Do you see that the lever switch is a pancake construction where between the thin flexible board is.
(But all electronics can also be inside the coils
and the pancake is the battery or better it's a little akkumulator and the pancake is a solar cell.
So when you put the device into the dark it will run anyway for 24 hours before stopping.)
I think that is light years away from David Copperfields understanding of electronics today so we didn't need his help.

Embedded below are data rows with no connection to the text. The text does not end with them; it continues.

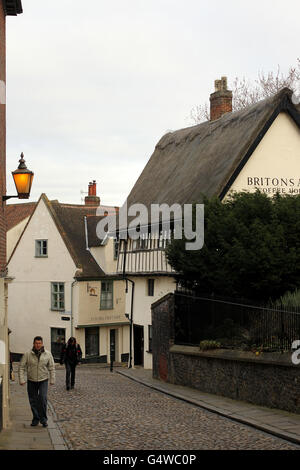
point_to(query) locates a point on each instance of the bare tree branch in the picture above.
(246, 93)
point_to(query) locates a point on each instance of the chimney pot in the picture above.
(92, 198)
(220, 100)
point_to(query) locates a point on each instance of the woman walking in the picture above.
(70, 355)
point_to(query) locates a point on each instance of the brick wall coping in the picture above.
(278, 359)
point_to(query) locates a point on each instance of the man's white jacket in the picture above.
(37, 368)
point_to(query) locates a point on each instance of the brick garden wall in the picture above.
(268, 380)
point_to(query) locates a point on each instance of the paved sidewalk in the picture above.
(20, 435)
(277, 422)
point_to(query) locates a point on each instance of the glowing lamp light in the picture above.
(23, 180)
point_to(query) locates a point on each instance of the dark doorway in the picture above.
(91, 342)
(138, 337)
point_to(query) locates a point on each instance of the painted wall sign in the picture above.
(269, 184)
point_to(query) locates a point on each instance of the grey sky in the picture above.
(92, 86)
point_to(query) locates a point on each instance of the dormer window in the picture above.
(41, 248)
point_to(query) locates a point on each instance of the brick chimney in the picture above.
(220, 100)
(92, 199)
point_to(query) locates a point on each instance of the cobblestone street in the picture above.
(107, 411)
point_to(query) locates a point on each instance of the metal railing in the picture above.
(234, 324)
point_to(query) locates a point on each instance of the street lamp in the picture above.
(23, 180)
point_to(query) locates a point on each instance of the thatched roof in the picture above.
(206, 158)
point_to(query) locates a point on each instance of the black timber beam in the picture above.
(12, 7)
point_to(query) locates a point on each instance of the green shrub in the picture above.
(209, 344)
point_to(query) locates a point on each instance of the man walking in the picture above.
(38, 363)
(71, 355)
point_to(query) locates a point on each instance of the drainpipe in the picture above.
(74, 282)
(131, 307)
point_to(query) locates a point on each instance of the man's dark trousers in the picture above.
(37, 393)
(70, 372)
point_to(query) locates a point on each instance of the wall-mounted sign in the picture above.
(272, 185)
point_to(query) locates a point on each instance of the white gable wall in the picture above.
(13, 236)
(274, 165)
(29, 294)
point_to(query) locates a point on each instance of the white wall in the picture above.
(275, 162)
(29, 294)
(13, 236)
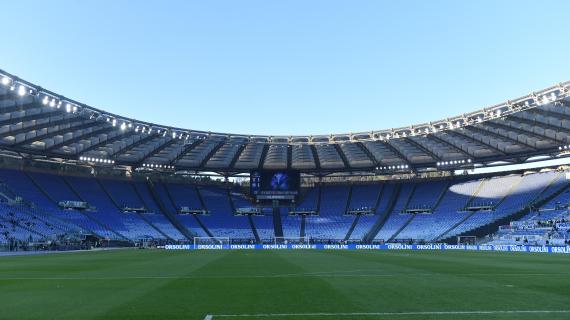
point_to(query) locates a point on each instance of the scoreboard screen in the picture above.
(275, 184)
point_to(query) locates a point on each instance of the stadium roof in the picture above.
(38, 122)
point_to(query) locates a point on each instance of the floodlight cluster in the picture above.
(453, 163)
(97, 160)
(157, 166)
(394, 167)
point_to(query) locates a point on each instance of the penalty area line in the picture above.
(384, 314)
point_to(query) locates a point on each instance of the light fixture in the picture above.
(21, 91)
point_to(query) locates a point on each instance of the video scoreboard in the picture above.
(275, 184)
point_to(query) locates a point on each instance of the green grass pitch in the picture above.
(285, 285)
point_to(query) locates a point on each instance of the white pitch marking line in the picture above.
(289, 275)
(369, 314)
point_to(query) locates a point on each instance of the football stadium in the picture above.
(107, 216)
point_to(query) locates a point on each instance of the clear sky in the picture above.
(287, 67)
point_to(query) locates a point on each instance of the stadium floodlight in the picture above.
(21, 91)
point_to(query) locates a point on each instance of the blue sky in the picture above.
(287, 67)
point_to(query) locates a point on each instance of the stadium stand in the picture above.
(68, 169)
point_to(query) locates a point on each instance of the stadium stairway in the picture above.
(410, 196)
(171, 216)
(494, 226)
(203, 226)
(27, 206)
(89, 217)
(302, 229)
(253, 228)
(509, 192)
(277, 224)
(352, 226)
(395, 235)
(379, 195)
(441, 195)
(460, 222)
(201, 199)
(23, 227)
(475, 193)
(140, 215)
(383, 216)
(347, 207)
(146, 205)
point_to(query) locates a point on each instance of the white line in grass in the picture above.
(383, 314)
(289, 275)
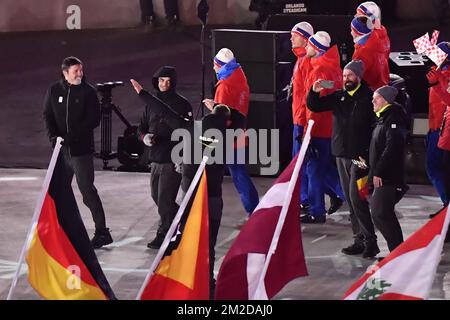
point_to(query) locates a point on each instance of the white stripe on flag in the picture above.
(274, 197)
(255, 264)
(407, 274)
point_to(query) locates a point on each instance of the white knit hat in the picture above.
(224, 56)
(320, 41)
(304, 29)
(369, 9)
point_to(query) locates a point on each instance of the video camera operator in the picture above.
(163, 113)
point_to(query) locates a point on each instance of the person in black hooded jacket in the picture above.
(72, 111)
(164, 112)
(386, 163)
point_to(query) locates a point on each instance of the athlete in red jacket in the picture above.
(371, 10)
(323, 63)
(440, 82)
(232, 90)
(369, 48)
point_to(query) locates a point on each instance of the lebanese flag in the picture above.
(240, 273)
(183, 272)
(407, 273)
(62, 264)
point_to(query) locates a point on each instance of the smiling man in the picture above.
(72, 111)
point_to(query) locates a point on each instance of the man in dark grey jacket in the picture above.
(353, 118)
(387, 158)
(72, 111)
(164, 112)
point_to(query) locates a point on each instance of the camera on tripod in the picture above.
(129, 148)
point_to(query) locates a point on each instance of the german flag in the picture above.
(362, 183)
(183, 273)
(61, 261)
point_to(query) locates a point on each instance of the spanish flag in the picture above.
(61, 261)
(183, 272)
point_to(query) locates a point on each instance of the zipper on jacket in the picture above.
(67, 116)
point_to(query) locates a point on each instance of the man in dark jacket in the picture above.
(353, 118)
(387, 157)
(163, 113)
(72, 111)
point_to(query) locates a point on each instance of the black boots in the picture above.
(157, 242)
(101, 238)
(354, 249)
(369, 250)
(335, 204)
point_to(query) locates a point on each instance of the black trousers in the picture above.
(362, 225)
(83, 169)
(170, 6)
(383, 215)
(164, 183)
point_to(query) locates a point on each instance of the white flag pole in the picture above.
(260, 292)
(36, 214)
(173, 226)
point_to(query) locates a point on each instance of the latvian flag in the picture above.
(407, 273)
(61, 261)
(242, 266)
(183, 272)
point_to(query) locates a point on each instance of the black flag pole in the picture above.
(202, 13)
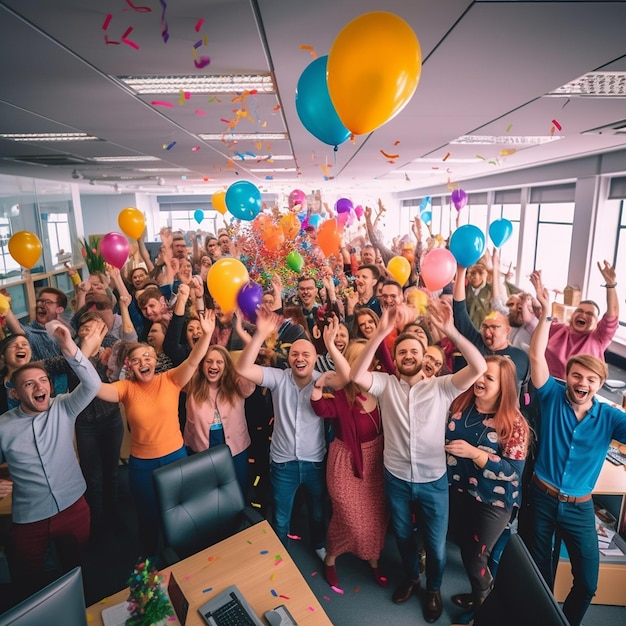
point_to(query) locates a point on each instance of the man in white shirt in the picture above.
(414, 410)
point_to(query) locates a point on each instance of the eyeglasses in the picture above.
(136, 360)
(491, 327)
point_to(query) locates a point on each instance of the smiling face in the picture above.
(408, 357)
(302, 356)
(584, 319)
(32, 389)
(581, 385)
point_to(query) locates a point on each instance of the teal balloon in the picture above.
(243, 200)
(467, 244)
(500, 231)
(315, 108)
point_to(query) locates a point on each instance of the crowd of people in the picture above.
(386, 406)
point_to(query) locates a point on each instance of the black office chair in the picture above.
(520, 595)
(200, 502)
(62, 601)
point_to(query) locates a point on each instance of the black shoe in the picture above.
(408, 588)
(433, 606)
(463, 601)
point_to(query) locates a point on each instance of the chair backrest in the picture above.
(61, 600)
(200, 501)
(520, 595)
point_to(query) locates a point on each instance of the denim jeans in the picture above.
(286, 478)
(575, 523)
(144, 496)
(432, 500)
(98, 444)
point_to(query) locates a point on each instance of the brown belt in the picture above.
(555, 493)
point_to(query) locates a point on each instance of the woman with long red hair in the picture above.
(486, 444)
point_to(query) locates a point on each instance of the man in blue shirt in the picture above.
(576, 431)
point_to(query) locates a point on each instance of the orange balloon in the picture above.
(328, 239)
(132, 222)
(224, 280)
(25, 248)
(219, 201)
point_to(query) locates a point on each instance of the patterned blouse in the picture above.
(499, 482)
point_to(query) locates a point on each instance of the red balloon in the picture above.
(114, 249)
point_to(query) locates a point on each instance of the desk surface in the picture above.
(256, 561)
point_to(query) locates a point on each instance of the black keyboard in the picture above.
(231, 614)
(613, 455)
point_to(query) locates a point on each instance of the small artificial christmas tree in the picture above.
(148, 603)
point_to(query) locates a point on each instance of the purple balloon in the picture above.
(459, 199)
(249, 299)
(114, 249)
(343, 205)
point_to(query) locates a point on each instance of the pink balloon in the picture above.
(114, 249)
(438, 268)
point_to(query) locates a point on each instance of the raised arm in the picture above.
(441, 317)
(539, 371)
(610, 283)
(266, 323)
(359, 372)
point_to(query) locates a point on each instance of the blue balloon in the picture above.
(467, 244)
(500, 231)
(243, 200)
(315, 108)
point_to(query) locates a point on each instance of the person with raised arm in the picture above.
(414, 411)
(576, 431)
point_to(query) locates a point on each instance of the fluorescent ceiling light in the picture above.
(594, 85)
(136, 159)
(226, 136)
(38, 137)
(490, 140)
(262, 83)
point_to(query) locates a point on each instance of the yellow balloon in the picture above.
(224, 280)
(373, 69)
(132, 222)
(399, 268)
(219, 201)
(25, 248)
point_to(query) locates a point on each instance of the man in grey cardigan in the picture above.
(37, 443)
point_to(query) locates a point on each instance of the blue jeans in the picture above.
(432, 499)
(144, 496)
(575, 523)
(286, 478)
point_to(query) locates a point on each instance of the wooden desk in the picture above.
(256, 561)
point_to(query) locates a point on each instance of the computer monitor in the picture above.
(61, 602)
(520, 595)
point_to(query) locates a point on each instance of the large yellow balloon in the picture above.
(400, 269)
(25, 248)
(219, 201)
(132, 222)
(224, 280)
(373, 69)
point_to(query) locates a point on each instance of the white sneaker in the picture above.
(321, 552)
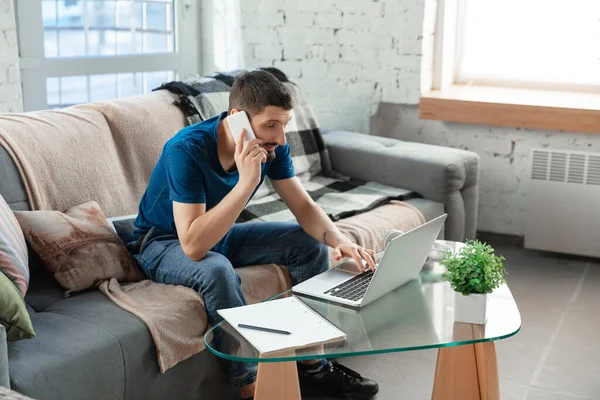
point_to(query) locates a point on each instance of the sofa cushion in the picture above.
(11, 185)
(140, 127)
(141, 374)
(78, 246)
(13, 313)
(68, 359)
(14, 259)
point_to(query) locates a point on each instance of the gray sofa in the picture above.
(88, 348)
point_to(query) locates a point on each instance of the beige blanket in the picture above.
(105, 151)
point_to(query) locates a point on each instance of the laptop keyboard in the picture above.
(352, 289)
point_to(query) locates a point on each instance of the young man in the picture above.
(186, 231)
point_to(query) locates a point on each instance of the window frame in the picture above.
(36, 68)
(443, 98)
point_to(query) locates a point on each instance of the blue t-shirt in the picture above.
(189, 171)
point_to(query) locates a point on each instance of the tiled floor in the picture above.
(555, 356)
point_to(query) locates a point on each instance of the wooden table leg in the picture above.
(468, 372)
(277, 380)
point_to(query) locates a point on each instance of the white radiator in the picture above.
(562, 213)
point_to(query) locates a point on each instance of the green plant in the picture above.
(474, 269)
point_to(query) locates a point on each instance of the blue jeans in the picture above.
(162, 259)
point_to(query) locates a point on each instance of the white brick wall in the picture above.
(10, 79)
(350, 55)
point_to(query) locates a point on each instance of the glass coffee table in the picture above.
(416, 316)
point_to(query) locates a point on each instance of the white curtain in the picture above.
(227, 45)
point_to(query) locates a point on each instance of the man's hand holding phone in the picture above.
(249, 156)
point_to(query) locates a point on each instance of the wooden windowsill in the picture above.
(539, 109)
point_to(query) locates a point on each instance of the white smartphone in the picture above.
(237, 122)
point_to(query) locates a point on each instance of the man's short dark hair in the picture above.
(253, 91)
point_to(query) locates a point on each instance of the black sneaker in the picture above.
(338, 381)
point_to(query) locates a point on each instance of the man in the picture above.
(186, 230)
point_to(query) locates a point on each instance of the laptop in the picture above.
(382, 322)
(402, 261)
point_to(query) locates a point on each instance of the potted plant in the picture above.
(473, 272)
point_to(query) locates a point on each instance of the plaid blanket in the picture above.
(340, 197)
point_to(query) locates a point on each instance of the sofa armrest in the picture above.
(4, 378)
(443, 174)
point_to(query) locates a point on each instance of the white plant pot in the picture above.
(470, 309)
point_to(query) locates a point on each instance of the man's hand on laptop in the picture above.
(364, 258)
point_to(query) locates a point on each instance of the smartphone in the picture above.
(237, 122)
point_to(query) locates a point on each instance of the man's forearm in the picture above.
(317, 224)
(209, 228)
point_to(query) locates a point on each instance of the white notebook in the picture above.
(289, 314)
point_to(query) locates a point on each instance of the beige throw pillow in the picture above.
(78, 246)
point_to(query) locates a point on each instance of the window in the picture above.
(536, 43)
(527, 63)
(75, 51)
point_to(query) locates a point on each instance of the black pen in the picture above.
(259, 328)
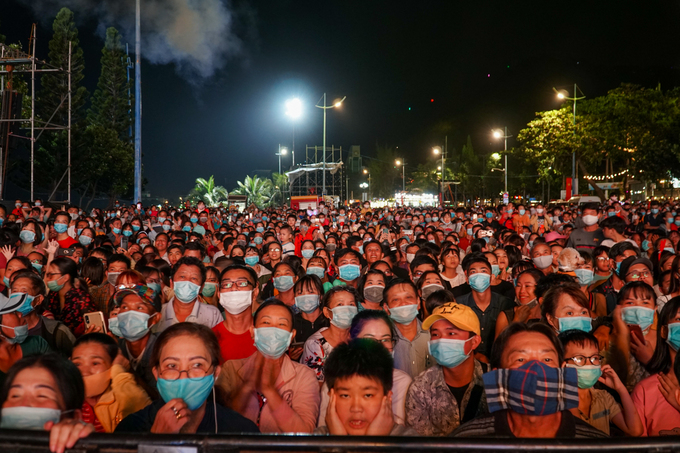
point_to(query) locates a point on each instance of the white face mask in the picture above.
(235, 302)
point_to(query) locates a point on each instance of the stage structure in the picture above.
(14, 61)
(307, 179)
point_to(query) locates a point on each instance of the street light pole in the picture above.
(326, 107)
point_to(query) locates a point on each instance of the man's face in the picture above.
(358, 401)
(524, 347)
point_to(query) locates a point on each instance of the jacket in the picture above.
(124, 397)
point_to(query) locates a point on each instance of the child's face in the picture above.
(358, 402)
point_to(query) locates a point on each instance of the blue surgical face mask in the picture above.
(307, 302)
(585, 276)
(642, 316)
(448, 353)
(133, 325)
(318, 271)
(186, 292)
(209, 289)
(24, 299)
(252, 260)
(575, 323)
(342, 316)
(479, 282)
(587, 375)
(60, 227)
(674, 335)
(272, 342)
(284, 283)
(27, 236)
(193, 391)
(404, 314)
(349, 272)
(30, 418)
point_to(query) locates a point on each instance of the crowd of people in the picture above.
(511, 321)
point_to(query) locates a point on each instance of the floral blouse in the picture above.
(77, 303)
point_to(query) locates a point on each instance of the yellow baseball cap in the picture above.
(459, 315)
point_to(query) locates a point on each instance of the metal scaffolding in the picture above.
(14, 61)
(308, 179)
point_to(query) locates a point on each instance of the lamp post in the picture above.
(282, 152)
(294, 111)
(564, 95)
(326, 107)
(402, 162)
(504, 135)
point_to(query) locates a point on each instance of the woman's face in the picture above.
(524, 291)
(502, 258)
(91, 358)
(34, 387)
(184, 353)
(378, 330)
(451, 260)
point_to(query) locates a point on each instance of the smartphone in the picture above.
(637, 331)
(96, 318)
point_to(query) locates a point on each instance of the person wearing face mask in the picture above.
(310, 319)
(486, 304)
(138, 310)
(30, 291)
(188, 278)
(238, 291)
(590, 235)
(595, 406)
(186, 364)
(15, 343)
(280, 395)
(111, 393)
(451, 392)
(527, 393)
(340, 307)
(68, 299)
(45, 392)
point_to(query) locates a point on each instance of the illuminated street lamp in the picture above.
(498, 134)
(294, 111)
(282, 152)
(402, 162)
(564, 95)
(326, 107)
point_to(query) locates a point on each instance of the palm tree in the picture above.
(207, 192)
(258, 191)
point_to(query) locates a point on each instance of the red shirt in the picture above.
(234, 347)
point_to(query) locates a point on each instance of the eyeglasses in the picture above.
(639, 275)
(580, 360)
(227, 284)
(172, 374)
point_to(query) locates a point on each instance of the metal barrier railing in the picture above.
(37, 442)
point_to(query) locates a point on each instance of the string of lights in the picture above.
(606, 177)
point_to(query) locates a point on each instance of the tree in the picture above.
(257, 190)
(110, 100)
(51, 156)
(207, 192)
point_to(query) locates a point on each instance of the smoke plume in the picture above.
(198, 36)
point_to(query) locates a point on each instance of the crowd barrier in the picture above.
(32, 442)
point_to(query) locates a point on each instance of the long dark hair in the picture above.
(661, 359)
(66, 375)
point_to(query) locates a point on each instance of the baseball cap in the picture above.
(144, 292)
(459, 315)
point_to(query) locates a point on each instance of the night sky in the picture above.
(485, 64)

Last edited by scibuster, 11th November 2015 at 13:28.
DC brushless setups normally requires a rotor position sensor. The sensor signal needs to be fed into the processor so that coil modulation can be calculated.
In some simplified setups, the sensor is not used, but then the processor must "presume" rotor position. It does that by following a startup sequence where it slowly starts, allowing the rotor to fall into sync, then it accelerates to nominal speed and off it goes. If the torque ever exceeds the nominal load the motor is rated for then a failsafe is required...
This motor is started by hand, an external impulse... how does the processor then know the device has started and sync with it?
Modulation of the coil requires a switching solution so that DC current can be "timed" with the passing of the rotor (rotor position sensor issue presumed here). That can be a simple transistor MOSFET device, do you see evidence of that?
There is a BLDC sensorless mode possible.
Same as used in propeller model airplanes.
This motor has very little torque when it starts and also less torque when in running mode.
So sensorless mode is the best ideal mode for this model.
It's a 2-phase sensorless but because of such less torque that this type is never used
in little hobby BLDC motor airplanes.
Ok it is possible. But I am not familiar with package dimensions of the IC to suppose it could easily fit in the "pancake" thing. And I can't see any evidence of the transistor used to modulate the current.
It would seem that in your model, the controller "pancake" is only used to house the IC, and that its apparent function to control the motor is faked also. That leaves you with a small burden to address, how does the positioning of the "pancake" control the motor speed?
It seems like a lot of trouble to fake something that can easily be done properly...
Also this configuration as shown in the vid, doesn't require two phases. You could use a single phase in parallel... as it appears to be wired.
You might leave a message on the video and simply ask:
1. unbolt the left copper coil (more wire on the left side) to verify the construction inside.
2. dismount the lever from the rotor support and pry open the lever to verify if there are any IC's inside.
I doubt an authentic device holder would have a problem doing that. I also understand the principles such an authentic device are based on and as far as I can see, your idea about a battery and elaborate semiconductors driving the motor, while possible, seems to be the more remote possibility.